Proposal itu disebut sebagai bagian dari strategi Washington untuk memperluas jangkauan operasional militernya di kawasan Indo-Pasifik. Indonesia dengan posisi geografis yang strategis menjadi titik penting dalam pergerakan militer global.
Dokumen bertajuk Operationalizing U.S. Overflight yang diajukan pada 26 Februari itu memuat mekanisme baru yang berbeda dari praktik perizinan penerbangan asing pada umumnya. Dalam skema ini, izin tidak lagi diberikan per penerbangan.

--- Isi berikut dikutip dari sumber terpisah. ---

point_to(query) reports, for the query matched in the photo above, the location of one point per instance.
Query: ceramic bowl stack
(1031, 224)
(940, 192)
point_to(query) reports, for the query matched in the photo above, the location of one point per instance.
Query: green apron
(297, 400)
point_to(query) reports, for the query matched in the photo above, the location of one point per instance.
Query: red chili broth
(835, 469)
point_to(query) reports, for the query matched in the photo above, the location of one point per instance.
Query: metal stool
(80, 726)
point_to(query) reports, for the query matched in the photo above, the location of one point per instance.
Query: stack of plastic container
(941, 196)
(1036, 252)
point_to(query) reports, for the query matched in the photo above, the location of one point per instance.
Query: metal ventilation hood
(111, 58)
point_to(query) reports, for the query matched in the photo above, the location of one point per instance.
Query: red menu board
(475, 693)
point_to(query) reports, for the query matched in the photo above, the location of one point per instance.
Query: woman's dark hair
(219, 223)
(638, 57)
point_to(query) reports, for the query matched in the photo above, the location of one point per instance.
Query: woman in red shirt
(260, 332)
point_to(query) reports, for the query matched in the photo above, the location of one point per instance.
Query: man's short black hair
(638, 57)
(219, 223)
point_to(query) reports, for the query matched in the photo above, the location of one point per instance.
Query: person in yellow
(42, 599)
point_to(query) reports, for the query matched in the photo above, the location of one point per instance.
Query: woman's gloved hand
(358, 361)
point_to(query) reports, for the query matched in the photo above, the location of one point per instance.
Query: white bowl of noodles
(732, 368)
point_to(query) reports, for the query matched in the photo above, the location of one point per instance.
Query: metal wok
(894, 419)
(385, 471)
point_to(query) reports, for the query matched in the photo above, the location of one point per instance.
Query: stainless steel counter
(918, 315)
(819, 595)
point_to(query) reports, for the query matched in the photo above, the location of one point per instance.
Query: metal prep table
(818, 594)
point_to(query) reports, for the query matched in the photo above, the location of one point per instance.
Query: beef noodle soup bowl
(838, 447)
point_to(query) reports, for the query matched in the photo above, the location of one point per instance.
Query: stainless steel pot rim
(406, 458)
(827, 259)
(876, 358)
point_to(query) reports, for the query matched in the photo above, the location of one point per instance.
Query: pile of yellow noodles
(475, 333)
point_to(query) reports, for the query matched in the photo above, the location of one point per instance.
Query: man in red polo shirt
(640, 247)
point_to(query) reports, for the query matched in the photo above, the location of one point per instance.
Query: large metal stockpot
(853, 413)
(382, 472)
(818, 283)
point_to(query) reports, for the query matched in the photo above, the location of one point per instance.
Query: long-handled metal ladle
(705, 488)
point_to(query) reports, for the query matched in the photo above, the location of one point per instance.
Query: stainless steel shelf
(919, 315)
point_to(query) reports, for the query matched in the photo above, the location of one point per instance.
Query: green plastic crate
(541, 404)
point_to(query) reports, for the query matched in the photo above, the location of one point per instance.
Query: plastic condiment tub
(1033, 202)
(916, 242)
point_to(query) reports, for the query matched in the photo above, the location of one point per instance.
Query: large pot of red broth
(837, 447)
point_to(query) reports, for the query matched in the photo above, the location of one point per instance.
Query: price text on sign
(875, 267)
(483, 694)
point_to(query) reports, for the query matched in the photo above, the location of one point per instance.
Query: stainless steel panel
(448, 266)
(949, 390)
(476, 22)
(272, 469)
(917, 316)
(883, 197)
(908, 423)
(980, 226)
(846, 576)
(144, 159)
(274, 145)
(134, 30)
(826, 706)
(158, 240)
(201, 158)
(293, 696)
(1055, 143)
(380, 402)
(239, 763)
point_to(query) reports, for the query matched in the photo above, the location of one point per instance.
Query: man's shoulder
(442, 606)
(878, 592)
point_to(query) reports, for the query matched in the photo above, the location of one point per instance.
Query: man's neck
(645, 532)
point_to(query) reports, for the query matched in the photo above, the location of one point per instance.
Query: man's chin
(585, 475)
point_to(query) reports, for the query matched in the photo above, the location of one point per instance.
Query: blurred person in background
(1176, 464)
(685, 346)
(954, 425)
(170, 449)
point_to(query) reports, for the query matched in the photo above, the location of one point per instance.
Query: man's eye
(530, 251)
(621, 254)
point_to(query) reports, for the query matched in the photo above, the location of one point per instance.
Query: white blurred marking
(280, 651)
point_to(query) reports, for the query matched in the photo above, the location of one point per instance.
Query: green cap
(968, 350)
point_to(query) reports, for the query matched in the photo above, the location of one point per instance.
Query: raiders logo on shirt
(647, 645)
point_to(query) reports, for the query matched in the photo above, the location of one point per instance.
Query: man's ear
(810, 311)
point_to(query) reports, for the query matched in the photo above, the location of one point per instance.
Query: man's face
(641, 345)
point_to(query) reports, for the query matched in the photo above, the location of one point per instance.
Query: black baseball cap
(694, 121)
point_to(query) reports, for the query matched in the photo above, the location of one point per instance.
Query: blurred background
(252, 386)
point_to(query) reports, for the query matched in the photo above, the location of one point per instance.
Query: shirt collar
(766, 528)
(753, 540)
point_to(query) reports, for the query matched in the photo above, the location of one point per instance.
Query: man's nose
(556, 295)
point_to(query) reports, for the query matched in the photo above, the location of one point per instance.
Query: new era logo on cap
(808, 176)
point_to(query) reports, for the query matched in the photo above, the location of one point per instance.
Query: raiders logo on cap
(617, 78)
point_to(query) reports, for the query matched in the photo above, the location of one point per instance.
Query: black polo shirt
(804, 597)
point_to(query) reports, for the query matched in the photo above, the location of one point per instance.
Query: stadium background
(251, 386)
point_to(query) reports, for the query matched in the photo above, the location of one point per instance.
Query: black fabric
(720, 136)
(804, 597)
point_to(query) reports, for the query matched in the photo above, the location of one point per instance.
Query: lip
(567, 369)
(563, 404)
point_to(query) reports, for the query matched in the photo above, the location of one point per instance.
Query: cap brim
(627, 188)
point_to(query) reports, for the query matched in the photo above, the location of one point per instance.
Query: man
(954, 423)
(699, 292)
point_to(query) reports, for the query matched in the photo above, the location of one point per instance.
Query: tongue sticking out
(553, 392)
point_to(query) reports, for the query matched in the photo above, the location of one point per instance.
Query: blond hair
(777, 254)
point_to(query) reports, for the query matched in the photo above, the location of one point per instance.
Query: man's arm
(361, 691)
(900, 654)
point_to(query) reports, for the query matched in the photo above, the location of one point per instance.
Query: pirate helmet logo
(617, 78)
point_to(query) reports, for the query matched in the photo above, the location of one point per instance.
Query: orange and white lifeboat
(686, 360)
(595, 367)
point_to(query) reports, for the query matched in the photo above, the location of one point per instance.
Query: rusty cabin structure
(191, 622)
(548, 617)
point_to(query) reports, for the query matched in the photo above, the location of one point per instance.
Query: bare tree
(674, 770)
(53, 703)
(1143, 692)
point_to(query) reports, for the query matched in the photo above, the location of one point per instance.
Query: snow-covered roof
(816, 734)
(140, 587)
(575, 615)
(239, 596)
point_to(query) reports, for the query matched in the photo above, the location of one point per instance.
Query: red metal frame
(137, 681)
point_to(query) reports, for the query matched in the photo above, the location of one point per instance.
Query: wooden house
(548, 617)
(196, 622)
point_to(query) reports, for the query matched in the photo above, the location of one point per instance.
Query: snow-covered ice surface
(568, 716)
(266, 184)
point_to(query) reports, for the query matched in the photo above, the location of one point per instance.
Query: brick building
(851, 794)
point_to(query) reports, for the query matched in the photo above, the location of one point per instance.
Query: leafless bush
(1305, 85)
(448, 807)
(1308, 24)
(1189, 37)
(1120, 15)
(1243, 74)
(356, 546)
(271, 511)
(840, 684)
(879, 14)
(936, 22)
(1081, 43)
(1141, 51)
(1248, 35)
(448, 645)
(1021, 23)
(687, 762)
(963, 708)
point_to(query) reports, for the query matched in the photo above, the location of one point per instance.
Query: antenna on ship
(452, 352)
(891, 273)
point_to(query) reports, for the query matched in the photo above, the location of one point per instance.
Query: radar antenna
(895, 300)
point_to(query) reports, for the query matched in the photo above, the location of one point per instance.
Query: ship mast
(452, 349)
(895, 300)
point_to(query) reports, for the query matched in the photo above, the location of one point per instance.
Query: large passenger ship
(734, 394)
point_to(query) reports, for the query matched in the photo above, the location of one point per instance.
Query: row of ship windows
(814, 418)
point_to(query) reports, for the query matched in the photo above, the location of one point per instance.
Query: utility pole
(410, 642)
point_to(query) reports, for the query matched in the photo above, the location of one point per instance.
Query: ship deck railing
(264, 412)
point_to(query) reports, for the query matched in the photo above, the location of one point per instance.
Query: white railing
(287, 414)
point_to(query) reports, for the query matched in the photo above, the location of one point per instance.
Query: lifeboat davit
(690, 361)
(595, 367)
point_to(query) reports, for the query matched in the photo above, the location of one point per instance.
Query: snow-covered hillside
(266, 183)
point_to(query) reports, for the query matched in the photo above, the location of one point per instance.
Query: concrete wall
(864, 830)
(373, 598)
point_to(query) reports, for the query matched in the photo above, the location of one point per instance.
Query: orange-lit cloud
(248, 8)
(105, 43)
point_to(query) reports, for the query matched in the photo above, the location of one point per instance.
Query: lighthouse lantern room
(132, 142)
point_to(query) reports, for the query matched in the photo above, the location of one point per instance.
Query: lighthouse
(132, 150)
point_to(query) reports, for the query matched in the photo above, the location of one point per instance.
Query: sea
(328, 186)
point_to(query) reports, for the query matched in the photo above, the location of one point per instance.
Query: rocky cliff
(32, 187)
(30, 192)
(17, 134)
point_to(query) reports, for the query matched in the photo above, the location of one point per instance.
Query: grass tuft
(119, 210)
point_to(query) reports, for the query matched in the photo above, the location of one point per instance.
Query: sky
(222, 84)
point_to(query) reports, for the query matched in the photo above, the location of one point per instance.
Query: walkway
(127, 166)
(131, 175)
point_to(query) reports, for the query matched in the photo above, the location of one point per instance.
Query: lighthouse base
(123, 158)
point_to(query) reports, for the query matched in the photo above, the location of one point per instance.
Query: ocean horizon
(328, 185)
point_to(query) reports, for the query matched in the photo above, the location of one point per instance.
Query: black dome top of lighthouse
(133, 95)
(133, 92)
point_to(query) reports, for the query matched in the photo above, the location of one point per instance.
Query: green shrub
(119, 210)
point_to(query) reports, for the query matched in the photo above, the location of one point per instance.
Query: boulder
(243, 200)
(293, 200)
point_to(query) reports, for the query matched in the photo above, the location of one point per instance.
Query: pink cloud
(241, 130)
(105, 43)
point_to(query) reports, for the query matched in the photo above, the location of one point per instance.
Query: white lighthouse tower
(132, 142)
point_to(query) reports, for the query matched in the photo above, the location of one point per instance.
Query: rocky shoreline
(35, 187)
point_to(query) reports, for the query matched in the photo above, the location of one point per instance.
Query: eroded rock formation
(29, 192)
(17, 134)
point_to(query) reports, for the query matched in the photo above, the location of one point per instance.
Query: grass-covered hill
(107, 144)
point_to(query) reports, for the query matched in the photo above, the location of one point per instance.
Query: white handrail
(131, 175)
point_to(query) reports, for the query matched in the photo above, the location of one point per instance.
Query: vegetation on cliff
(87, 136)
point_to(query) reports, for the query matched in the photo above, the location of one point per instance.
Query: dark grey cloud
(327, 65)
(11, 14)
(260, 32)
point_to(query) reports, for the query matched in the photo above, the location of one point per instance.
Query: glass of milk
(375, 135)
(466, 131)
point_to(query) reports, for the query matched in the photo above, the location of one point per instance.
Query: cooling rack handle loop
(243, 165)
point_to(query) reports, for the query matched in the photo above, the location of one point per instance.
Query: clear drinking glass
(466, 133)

Informasi ini semakin menguat setelah Menteri Pertahanan Sjafrie Sjamsoeddin melakukan kunjungan ke Washington dan disebut menandatangani kesepakatan tersebut. Agenda ini juga beriringan dengan pertemuan bilateral tingkat tinggi di Pentagon.
Di sisi lain, pemerintah menyebutkan belum ada finalisasi terkait perjanjian tersebut. Namun, isu ini memicu perhatian luas karena menyangkut aspek kedaulatan dan keamanan nasional.